It’s an expectation today to be able to connect anytime, anywhere—and that’s where wireless comes in. Wireless technology enables electrical contractors embracing security to leverage traditional hardwired infrastructures and radio frequency (RF), expanding the footprint for deploying solutions. Wireless technology is garnering attention for new and emerging applications such as temperature logging, pulse counting, water detection, gunshot detection and more, providing an easy way to add remote locations or address a difficult-to-cable project. Wireless uses a variety of communication technologies that range from infrared, microwave, lightwave, radio, cellular, satellite, Wi-Fi, Zigbee and Z-Wave, along with some proprietary signaling.

Thumbs up for RF

“We live in a wireless world that provides our communication, information and entertainment,” said Michael Um, senior product manager, Inovonics, Louisville, Colo. “We rely on RF nearly every minute of every day. Computers, cellphones, car door remotes and a host of other applications operate using RF technology. The rapid pace of recent developments and adoptions are now providing a positive change to the security space. The economics, timely completion and minimizing disruption is a clear advantage compared to traditional hardwiring. For installing contractors, labor savings increases the ability to serve more customers.”

In recent years, there have been developments in wireless frequencies for physical security transmission.

“For example, LoRa, Bluetooth, Zigbee and Z-Wave, all of which are in the early stages of adoption for commercial applications use,” Um said.

According to Rick Walsh, product manager, Lutron Electronics, Coopersburg, Pa., one of the significant challenges facing today’s electrical contractors is the ability to install and service projects in the face of pervasive labor shortages. Wireless lighting controls make system installation and setup faster and easier and reduces risk from unanticipated changes on a project.

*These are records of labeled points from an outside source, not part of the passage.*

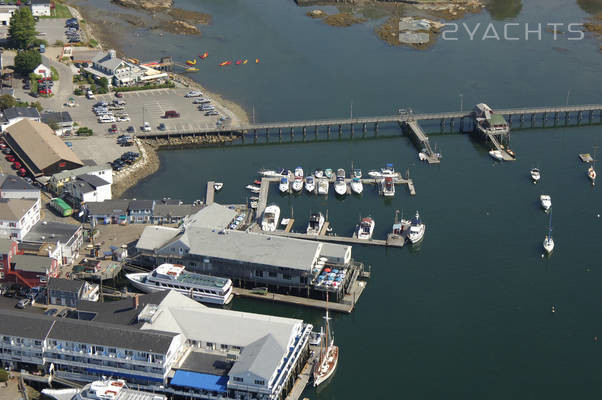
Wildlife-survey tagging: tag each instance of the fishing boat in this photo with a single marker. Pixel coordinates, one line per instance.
(253, 188)
(315, 224)
(496, 154)
(328, 355)
(310, 184)
(203, 288)
(271, 215)
(535, 175)
(365, 229)
(357, 186)
(323, 186)
(340, 186)
(284, 185)
(388, 187)
(546, 201)
(548, 242)
(417, 229)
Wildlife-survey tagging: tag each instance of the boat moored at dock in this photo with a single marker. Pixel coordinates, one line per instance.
(202, 288)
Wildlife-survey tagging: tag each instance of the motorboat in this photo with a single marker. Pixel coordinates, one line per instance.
(546, 201)
(548, 242)
(357, 186)
(388, 170)
(298, 184)
(535, 175)
(253, 188)
(417, 229)
(365, 229)
(203, 288)
(315, 224)
(310, 184)
(388, 187)
(323, 186)
(269, 221)
(496, 154)
(284, 185)
(340, 186)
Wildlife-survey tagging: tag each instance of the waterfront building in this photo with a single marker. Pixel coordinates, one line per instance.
(41, 152)
(163, 342)
(17, 217)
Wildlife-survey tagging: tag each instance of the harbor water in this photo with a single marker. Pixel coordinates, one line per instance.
(469, 312)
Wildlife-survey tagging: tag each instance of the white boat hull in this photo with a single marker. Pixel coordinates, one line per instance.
(137, 280)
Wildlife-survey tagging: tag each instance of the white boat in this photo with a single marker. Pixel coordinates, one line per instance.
(388, 187)
(546, 201)
(253, 188)
(323, 186)
(328, 355)
(284, 184)
(298, 184)
(340, 186)
(202, 288)
(417, 229)
(357, 186)
(535, 175)
(496, 154)
(271, 215)
(365, 229)
(310, 184)
(548, 242)
(315, 224)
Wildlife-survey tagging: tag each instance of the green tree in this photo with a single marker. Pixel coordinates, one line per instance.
(26, 61)
(22, 30)
(7, 101)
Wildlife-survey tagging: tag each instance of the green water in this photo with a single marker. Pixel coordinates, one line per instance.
(469, 313)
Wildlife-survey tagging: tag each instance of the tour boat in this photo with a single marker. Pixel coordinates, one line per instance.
(387, 170)
(340, 186)
(546, 201)
(388, 187)
(203, 288)
(548, 242)
(271, 214)
(496, 154)
(365, 229)
(284, 184)
(298, 184)
(323, 186)
(310, 184)
(535, 175)
(315, 224)
(357, 186)
(417, 229)
(328, 355)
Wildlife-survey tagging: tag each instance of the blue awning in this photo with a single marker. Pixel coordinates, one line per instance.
(197, 380)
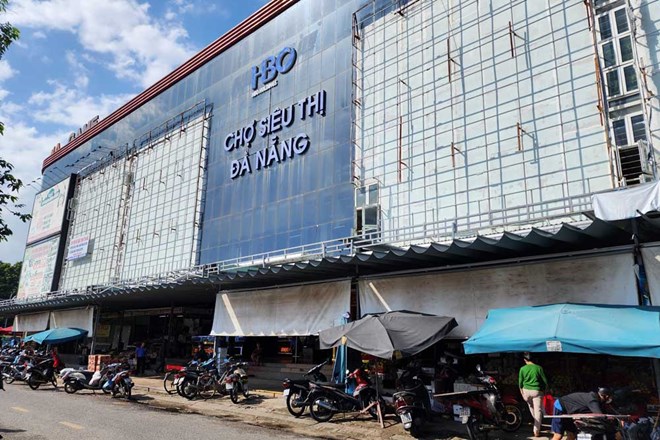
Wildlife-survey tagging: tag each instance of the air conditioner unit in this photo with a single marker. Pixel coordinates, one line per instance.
(636, 163)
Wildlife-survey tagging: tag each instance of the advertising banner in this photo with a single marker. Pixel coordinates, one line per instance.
(48, 211)
(38, 268)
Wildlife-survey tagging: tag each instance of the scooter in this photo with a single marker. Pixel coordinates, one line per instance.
(76, 380)
(41, 373)
(120, 384)
(484, 410)
(237, 382)
(297, 392)
(412, 402)
(329, 399)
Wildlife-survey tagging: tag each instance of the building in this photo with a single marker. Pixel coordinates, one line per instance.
(359, 155)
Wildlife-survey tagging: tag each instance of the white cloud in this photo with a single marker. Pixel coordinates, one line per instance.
(139, 46)
(72, 107)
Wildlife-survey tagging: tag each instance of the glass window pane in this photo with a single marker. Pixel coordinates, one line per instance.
(620, 136)
(630, 77)
(605, 27)
(639, 132)
(373, 194)
(613, 88)
(621, 21)
(608, 54)
(626, 49)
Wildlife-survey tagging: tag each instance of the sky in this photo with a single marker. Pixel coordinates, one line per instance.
(79, 58)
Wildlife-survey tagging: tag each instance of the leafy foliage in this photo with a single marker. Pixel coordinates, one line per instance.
(9, 185)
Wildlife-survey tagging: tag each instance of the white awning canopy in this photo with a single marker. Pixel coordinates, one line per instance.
(33, 322)
(286, 311)
(468, 295)
(627, 203)
(74, 318)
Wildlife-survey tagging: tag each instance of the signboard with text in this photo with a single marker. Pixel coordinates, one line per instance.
(48, 212)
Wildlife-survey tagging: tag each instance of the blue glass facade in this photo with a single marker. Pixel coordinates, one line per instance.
(304, 199)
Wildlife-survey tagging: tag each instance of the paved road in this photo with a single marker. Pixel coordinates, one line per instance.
(52, 414)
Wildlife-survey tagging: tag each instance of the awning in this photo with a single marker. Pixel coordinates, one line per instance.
(33, 322)
(286, 311)
(73, 318)
(574, 328)
(628, 202)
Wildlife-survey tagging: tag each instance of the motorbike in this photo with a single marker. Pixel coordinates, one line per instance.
(327, 399)
(297, 392)
(76, 380)
(120, 383)
(412, 402)
(236, 382)
(485, 410)
(41, 373)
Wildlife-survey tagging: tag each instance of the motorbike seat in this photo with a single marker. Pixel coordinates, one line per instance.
(330, 385)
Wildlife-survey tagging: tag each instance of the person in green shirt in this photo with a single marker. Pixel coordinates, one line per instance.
(532, 384)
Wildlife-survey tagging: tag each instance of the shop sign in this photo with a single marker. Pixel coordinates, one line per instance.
(77, 248)
(276, 150)
(271, 67)
(553, 346)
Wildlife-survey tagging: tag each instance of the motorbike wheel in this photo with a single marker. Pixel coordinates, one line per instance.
(168, 383)
(320, 413)
(70, 387)
(291, 402)
(189, 390)
(33, 383)
(473, 430)
(513, 418)
(233, 395)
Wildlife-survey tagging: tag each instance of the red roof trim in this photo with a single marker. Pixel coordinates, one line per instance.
(245, 28)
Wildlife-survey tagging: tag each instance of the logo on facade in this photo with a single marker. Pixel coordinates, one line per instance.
(266, 73)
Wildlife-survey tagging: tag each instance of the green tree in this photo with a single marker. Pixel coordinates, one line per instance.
(9, 185)
(9, 276)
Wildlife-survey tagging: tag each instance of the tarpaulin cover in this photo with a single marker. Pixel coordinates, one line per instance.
(468, 295)
(57, 335)
(651, 257)
(574, 328)
(626, 203)
(33, 322)
(73, 318)
(384, 334)
(286, 311)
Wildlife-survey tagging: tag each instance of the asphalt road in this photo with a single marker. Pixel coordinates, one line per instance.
(52, 414)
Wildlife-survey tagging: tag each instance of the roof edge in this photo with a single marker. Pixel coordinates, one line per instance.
(233, 36)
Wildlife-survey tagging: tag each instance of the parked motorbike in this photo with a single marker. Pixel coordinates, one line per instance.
(485, 410)
(297, 392)
(412, 402)
(41, 373)
(76, 380)
(328, 399)
(236, 383)
(120, 383)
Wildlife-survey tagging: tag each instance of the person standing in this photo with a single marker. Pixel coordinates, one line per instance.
(533, 383)
(140, 358)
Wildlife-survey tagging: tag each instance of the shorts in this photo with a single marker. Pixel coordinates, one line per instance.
(559, 426)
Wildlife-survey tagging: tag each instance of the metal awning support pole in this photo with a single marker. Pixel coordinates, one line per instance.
(96, 326)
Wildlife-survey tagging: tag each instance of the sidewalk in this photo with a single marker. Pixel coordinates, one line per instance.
(267, 408)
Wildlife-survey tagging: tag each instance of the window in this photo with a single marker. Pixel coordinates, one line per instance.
(616, 47)
(605, 27)
(620, 136)
(629, 130)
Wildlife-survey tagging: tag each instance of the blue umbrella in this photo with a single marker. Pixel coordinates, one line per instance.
(57, 335)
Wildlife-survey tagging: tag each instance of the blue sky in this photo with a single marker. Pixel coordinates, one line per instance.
(79, 58)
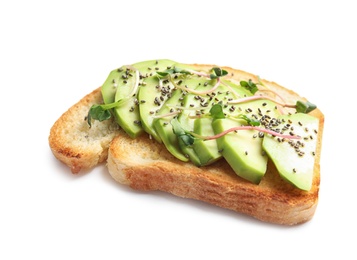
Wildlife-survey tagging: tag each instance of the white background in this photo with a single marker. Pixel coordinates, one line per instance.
(54, 52)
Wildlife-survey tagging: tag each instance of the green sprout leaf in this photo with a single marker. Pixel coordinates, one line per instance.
(250, 121)
(174, 70)
(249, 85)
(100, 112)
(218, 72)
(181, 133)
(305, 107)
(216, 111)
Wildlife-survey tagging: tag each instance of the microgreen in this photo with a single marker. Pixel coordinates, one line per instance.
(218, 72)
(301, 107)
(250, 121)
(216, 111)
(249, 85)
(172, 71)
(181, 133)
(304, 107)
(100, 112)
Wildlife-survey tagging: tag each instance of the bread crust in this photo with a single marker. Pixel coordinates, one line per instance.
(146, 165)
(74, 143)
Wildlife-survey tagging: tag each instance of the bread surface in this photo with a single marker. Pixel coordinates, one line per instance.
(144, 164)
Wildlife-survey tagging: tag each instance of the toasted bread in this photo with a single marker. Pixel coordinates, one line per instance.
(144, 164)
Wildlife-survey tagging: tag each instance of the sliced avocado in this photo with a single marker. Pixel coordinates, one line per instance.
(294, 159)
(109, 87)
(207, 150)
(242, 150)
(153, 92)
(128, 80)
(127, 112)
(192, 105)
(164, 129)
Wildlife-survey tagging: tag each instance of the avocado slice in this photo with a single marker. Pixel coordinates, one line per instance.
(242, 150)
(127, 112)
(294, 159)
(206, 150)
(164, 129)
(153, 92)
(109, 87)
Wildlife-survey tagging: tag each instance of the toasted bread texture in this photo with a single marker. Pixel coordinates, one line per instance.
(76, 144)
(144, 164)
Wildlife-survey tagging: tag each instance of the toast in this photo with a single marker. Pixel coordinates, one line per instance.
(145, 164)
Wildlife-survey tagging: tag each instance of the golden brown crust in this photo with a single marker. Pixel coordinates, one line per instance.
(146, 165)
(74, 143)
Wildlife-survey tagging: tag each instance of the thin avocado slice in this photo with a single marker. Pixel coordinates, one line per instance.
(207, 150)
(242, 150)
(153, 92)
(192, 105)
(164, 129)
(294, 159)
(109, 87)
(127, 111)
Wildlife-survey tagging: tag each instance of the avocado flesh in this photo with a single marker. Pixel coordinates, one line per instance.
(119, 85)
(152, 93)
(241, 150)
(127, 113)
(164, 129)
(109, 87)
(294, 159)
(207, 150)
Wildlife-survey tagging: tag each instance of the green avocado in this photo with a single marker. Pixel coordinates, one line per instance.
(120, 87)
(163, 128)
(154, 97)
(207, 150)
(153, 92)
(294, 159)
(242, 150)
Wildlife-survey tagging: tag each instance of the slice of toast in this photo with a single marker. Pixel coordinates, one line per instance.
(74, 143)
(144, 164)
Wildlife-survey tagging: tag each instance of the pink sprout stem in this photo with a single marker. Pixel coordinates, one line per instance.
(237, 128)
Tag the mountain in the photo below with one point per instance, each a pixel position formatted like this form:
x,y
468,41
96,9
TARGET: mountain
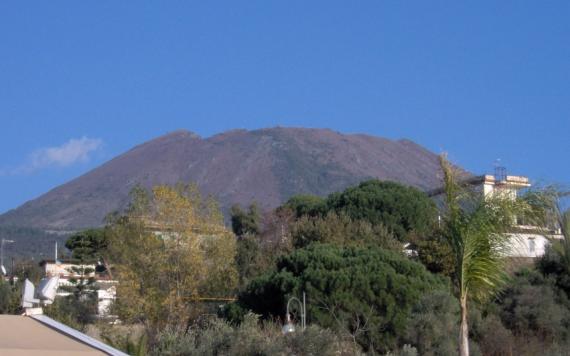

“Accommodating last-minute changes can be extremely difficult or cost prohibitive with wired systems,” Walsh said. “Wireless ensures contractors add value without adding significant costs to a job. For example, contractors can easily add a point of control that was not on the original layout or adjust the position of an occupancy sensor to provide better performance, all without adding a wall box or fishing wires. Improving a contractor’s ability to give the customer what they want, within budget and on time, is a game changer in a highly competitive market.”

Moving forward, wireless technology will continue to make contractors more efficient.

“Wireless control is flexible, agile and better able to adapt to the demands of an ever-evolving industry,” Walsh said. “And with the tight labor market for skilled electricians, many nearing retirement, wireless is a way to prevent labor shortages from impeding business success.”

Wi-Fi for high security

Last summer, the Wi-Fi Alliance introduced Wi-Fi Certified WPA3. WPA3 delivers robust protection and strengthens user privacy in open networks through data encryption. In addition, a 192-bit security suite, aligned with the Commercial National Security Algorithm Suite from the Committee on National Security Systems, will further ensure Wi-Fi networks meet the higher security requirements of government, defense and industrial entities. Another recent innovation is Wi-Fi 6, designed for dense areas such as airports, stadiums, high-rise hotels and multi- family housing, entertainment venues and similar environments.

Wi-Fi also complements the fifth generation of cellular service (5G), which is being heralded as having an effect on traditional contracting for personal mobile applications and integrated systems and services.

“The move to support internet of things [IoT] both on 4G networks today and evolving to 5G networks opens a large number of possible applications for installers,” said Ray Butler, vice president, wireless network engineering, at CommScope, Richardson, Texas. “As these solutions become more prevalent, 5G will be able to handle massive IoT implementations, with over 100,000 connected ‘things’ in a square kilometer.”

5G will have a major effect on integrated systems, said Steve Kuntz, president, KBC Networks, Aliso Viejo, Calif.

“The issue is that 5G is a metered system,” he said. “Do security companies and end users want that monthly cost versus a fixed price for a wireless network?”

Wireless has become the go-to technology as contractors extend their reach so customers are always connected.